Seseorang yang datang ke Masjid dengan membawa kendaraan, ketika ia shalat, ada kemungkinan ia teringat akan kendaraannya tersebut, apalagi ketika terdengar suara alarm kendaraan yang berbunyi. Ketika seseorang pergi meninggalkan rumah, di mana di rumah tersebut tersimpan banyak sekali barang mewah serta harta benda lainnya, tentulah si pemilik merasa khawatir jikalau ada pencuri yang mengambilnya.
Begitulah pengaruh harta terhadap sebagian besar Manusia. Ia bagaikan fatamorgana di depan mata, serta rantai besi yang membelenggu hati. Lihatlah orang yang rakus akan harta, ia akan terus berlari mengejarnya tanpa ada kepuasan hati, karena yang ia kejar hanya janji dan angan-angan. Semakin banyak harta yang ia kumpulkan, semakin banyak pula kekhawatiran akan kehilangan. Kekhawatiran itu terus membelenggu jiwa, bagikan rantai besi yang melilit tubuhnya.
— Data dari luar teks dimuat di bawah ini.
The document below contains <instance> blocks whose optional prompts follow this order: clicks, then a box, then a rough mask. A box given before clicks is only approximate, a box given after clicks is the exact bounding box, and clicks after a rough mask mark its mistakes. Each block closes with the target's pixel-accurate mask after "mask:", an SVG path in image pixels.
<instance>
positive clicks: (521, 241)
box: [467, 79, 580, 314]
Harta Allah ﷻ berikan kepada Manusia untuk memenuhi kebutuhan hidupnya. Namun harta bagaikan pedang bermata dua, satu sisi mendatangkan manfaat, sedangkan sisi lainnya mendatangkan madharat. Menjadi salah satu bukti indahnya syariat Islam, ketika Allah ﷻ menetapkan aturan tentang harta, seperti zakat dan sedekah sunnah lainnya.
Dalam kitab Zadul Ma’ad yang ditulis oleh Ibnu Qoyyim al Jauziah, dalam pasal Sebab-sebab Lapangnya Dada, beliau menyampaikan bahwa salah satu sebab lapangnya dada adalah berbuat baik dan memberi manfaat kepada sesama; mendermakan harta salah satunya. Beliau juga menyampaikan, bahwa orang yang dermawan termasuk orang yang paling lapang dadanya, suci jiwanya, serta baik hatinya. Sedangkan orang yang pelit termasuk orang yang paling sempit dadanya, merana hidupnya, serta paling besar kesedihan dan kegundahannya.
Rasulullah ﷺ pernah membuat perumpamaan antara orang yang bakhil dan orang yang gemar bersedekah, beliau bersabda:
مَثَلُ الْبَخِيلِ وَالْمُنْفِقِ كَمَثَلِ رَجُلَيْنِ عَلَيْهِمَا جُبَّتَانِ مِنْ حَدِيدٍ مِنْ ثُدِيِّهِمَا إِلَى تَرَاقِيهِمَا فَأَمَّا الْمُنْفِقُ فَلَا يُنْفِقُ إِلَّا سَبَغَتْ أَوْ وَفَرَتْ عَلَى جِلْدِهِ حَتَّى تُخْفِيَ بَنَانَهُ وَتَعْفُوَ أَثَرَهُ وَأَمَّا الْبَخِيلُ فَلَا يُرِيدُ أَنْ يُنْفِقَ شَيْئًا إِلَّا لَزِقَتْ كُلُّ حَلْقَةٍ مَكَانَهَا فَهُوَ يُوَسِّعُهَا وَلَا تَتَّسِعُ تَابَعَهُ
“Perumpamaan bakhil dengan munfiq (orang yang suka berinfaq) seperti dua orang yang masing-masing mengenakan baju jubah terbuat dari besi yang hanya menutupi buah dada hingga tulang selangka keduanya. Adapun orang yang suka berinfaq, tidaklah dia berinfaq melainkan bajunya akan melonggar atau menjauh dari kulitnya hingga akhirnya menutupi seluruh badannya sampai kepada ujung kakinya. Sedangkan orang yang bakhil, setiap kali dia tidak mau berinfaq dengan suatu apa pun, maka baju besinya akan menyempit sehingga menempel ketat pada setiap kulitnya, dan ketika dia mencoba untuk melonggarkannya maka dia tidak dapat melonggarkannya”. (Shahih Bukhari hadis nomor 1352)
Saudaraku, takut akan kehilangan yang memenuhi pikiran serta menyempitkan dada, dapat dihilangkan dengan saling berbagi. Karena orang yang berbagi sejatinya telah membuang ketakutannya, lalu mendapatkan kepuasan dan kelapangan dada. Pernahkah Anda menyaksikan orang yang suka bersedekah jatuh dalam kemiskinan karena sedekahnya? Yang sering saya saksikan justru orang yang bakhil jatuh dalam kesengsaraan.
Lepaskanlah apa yang selayaknya engkau lepaskan, lepaskan dengan penuh kerelaan, niscaya engkau akan beroleh kepuasan. Tangan yang dipenuhi dengan roti tak akan mampu menerima daging.